Silver weighs tonnes and requires many wheelbarrows to move any significant dollar amount of the physical. Try moving or storing a hundred kilos of silver sometime. Relative to weight, and therefore storage costs, silver is a minor element compared to gold or platinum or osmium. If you want to make some serious money on silver, leverage it up with futures. Otherwise buy silver eagles or bags of rice or cases of motor oil for small money.
Kosann, I like your reasoning, although I've heard a lot about finangling so it's not really being necessary to cover shorts, even under the new rjules. But by "the silver ETFs," which do you mean? And which are you particularly recommending, if any?

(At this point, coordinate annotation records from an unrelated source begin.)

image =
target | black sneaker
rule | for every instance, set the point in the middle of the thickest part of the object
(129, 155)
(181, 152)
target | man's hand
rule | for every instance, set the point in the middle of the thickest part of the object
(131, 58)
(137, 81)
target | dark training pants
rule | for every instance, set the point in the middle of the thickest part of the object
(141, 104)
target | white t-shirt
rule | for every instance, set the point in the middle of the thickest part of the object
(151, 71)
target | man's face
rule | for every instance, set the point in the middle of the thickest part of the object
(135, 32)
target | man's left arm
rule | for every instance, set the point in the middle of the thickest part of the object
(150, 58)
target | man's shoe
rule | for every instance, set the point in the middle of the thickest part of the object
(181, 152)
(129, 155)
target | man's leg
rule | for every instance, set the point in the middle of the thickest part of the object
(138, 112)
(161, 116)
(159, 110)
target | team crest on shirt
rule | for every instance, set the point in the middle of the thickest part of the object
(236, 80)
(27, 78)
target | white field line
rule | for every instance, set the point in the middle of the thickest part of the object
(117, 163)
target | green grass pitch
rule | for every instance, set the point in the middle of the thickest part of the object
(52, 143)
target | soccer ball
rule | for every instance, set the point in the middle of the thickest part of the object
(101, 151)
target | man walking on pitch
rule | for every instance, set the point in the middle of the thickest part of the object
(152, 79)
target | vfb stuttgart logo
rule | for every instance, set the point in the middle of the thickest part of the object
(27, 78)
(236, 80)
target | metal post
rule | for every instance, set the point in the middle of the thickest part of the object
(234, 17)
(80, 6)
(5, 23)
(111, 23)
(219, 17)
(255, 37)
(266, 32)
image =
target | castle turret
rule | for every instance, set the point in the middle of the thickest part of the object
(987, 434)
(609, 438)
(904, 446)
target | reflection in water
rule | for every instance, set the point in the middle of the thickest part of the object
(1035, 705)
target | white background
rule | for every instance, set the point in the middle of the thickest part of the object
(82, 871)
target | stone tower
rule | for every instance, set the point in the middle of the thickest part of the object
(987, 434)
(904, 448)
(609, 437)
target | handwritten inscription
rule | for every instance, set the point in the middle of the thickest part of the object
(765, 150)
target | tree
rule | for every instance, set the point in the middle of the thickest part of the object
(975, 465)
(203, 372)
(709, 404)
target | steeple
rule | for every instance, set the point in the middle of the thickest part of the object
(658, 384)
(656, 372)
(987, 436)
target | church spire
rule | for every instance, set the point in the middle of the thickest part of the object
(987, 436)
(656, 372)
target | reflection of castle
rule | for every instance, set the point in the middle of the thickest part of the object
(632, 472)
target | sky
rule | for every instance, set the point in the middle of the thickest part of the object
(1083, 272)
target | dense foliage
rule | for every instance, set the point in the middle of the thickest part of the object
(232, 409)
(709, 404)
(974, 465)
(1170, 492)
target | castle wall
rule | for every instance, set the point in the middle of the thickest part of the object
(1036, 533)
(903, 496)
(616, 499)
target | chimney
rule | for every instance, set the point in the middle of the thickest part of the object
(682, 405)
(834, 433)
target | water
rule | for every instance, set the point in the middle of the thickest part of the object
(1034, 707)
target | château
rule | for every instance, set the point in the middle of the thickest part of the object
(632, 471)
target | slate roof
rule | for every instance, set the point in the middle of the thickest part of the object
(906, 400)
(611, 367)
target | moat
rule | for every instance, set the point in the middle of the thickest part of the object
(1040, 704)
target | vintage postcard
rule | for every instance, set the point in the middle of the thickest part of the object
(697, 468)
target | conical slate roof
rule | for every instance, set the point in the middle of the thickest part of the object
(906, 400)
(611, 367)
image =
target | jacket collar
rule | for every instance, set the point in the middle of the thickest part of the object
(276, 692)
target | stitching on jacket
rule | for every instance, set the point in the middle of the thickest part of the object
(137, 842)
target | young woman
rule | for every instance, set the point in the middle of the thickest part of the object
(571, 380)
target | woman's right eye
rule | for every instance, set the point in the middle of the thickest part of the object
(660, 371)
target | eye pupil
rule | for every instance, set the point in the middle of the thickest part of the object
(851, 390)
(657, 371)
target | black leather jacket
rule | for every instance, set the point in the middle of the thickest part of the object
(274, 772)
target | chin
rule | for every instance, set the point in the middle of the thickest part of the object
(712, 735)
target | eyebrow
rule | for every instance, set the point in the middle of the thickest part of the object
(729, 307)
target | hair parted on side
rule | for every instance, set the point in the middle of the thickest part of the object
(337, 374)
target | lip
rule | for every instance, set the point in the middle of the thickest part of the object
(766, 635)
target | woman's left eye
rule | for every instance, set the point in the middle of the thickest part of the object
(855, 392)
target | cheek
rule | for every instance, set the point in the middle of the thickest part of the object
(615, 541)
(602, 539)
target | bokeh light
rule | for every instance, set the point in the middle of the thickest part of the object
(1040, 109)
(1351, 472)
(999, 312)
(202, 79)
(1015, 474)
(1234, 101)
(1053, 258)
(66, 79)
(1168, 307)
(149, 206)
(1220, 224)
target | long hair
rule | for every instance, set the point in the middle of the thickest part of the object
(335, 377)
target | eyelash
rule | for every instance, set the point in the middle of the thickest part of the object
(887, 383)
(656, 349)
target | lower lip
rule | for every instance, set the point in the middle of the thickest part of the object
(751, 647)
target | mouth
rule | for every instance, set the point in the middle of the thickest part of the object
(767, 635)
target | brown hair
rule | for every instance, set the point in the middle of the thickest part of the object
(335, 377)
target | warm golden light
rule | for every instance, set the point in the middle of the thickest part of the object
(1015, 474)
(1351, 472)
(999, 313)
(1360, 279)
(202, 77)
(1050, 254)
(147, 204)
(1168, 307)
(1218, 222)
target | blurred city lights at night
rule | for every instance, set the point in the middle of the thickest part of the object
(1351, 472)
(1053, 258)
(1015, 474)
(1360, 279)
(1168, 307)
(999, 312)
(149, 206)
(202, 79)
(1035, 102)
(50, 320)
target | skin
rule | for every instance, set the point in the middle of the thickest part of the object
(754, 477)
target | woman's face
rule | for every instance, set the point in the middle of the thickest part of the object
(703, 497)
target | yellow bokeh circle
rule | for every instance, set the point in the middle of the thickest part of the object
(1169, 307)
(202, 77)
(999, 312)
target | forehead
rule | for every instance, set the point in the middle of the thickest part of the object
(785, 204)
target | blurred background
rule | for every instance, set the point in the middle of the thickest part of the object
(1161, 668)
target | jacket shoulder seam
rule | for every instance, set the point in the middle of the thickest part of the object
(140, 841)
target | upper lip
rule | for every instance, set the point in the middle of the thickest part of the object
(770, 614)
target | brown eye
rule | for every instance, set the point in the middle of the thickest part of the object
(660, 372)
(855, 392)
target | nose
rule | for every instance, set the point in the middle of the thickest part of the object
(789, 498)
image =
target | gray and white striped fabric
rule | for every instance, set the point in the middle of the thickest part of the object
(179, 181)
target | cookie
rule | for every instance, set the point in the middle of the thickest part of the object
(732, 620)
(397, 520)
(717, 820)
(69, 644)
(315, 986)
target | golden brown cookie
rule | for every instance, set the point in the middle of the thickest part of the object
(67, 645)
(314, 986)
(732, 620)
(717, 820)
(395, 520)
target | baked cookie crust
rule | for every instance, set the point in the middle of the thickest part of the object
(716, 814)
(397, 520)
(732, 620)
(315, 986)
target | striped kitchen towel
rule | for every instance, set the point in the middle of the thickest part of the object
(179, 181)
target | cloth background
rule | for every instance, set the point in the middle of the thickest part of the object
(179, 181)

Deuxsous (elegant monicker, maybe I'll consider "tuppence"), which exactly are the "tax-inefficient silver ETFs" you're refering to? Isn't DBS an etf?
BTW, I own DBS and did have SLV. What's the difference, given that for now I only hold them in an IRA? (Note that I may have them in another account later, for which the tax info should be invaluable.)
I don't buy futures, but do get options sometimes, so are there any options to recommend? (I suppose LEAPS would be useful, but I don't like to tie up my cash that long.)
In considering these ETFs, I find the implications of future rollover hard to figure out. Does this modify any f your suggestions?
Mr. Lydon, I almost missed this article -- and the comments -- because I thought it was just about Silver-and-Gold (hmm, another possible monicker). As when you compose an email subject line, I'd suggest a title that somehow implied you were also discussing steel and base-metal etfs. Had given up on DBB, BTW, but I'll now recheck it.